LONDRES – LONDRES (AP) – O ex-primeiro-ministro britânico Boris Johnson negou na terça-feira que seu governo não tenha se preparado adequadamente para o “horror” do fechamento de escolas durante a pandemia de COVID-19, mas pediu desculpas pelos erros do governo.
Johnson disse ao Inquérito Covid-19 do Reino Unido que as autoridades ficaram sobrecarregadas com a aceleração do vírus, mas ele acreditava que seu Departamento de Educação estava considerando o fechamento de escolas. O seu secretário de educação, no entanto, testemunhou que lhe foi dada uma noite para desenvolver um plano para fechar escolas em Março de 2020.
“Eu esperava muito que não tivéssemos que fechar escolas”, testemunhou Johnson. “Achei que era uma ideia de pesadelo.”
Foi a segunda vez que Johnson compareceu perante o inquérito que concordou em estabelecer, depois de ter sido pressionado por famílias enlutadas que estavam particularmente irritadas com as suas próprias ações. Há dois anos, defendeu-se de sugestões de que a sua indiferença e o não cumprimento dos conselhos científicos levaram a milhares de mortes desnecessárias na Grã-Bretanha.

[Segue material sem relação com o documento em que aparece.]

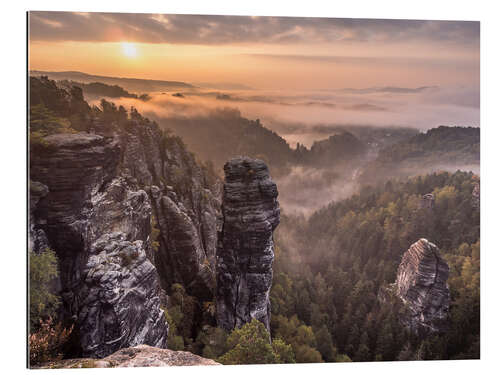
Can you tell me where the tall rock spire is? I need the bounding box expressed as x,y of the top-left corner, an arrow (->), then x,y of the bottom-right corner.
216,157 -> 280,330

A investigação deverá durar até 2027. Seu foco atual diz respeito às crianças.
Johnson negou uma sugestão feita anteriormente por Jon Coles, ex-diretor-geral do Departamento de Educação, de que tinha havido um “extraordinário abandono do dever” ao não planear antecipadamente como fechar escolas.
O ex-secretário de Educação, Gavin Williamson, testemunhou na semana passada que não pediu aos funcionários das escolas que preparassem uma avaliação sobre os encerramentos no início de 2020 porque não era recomendado na altura e Johnson não o ordenou.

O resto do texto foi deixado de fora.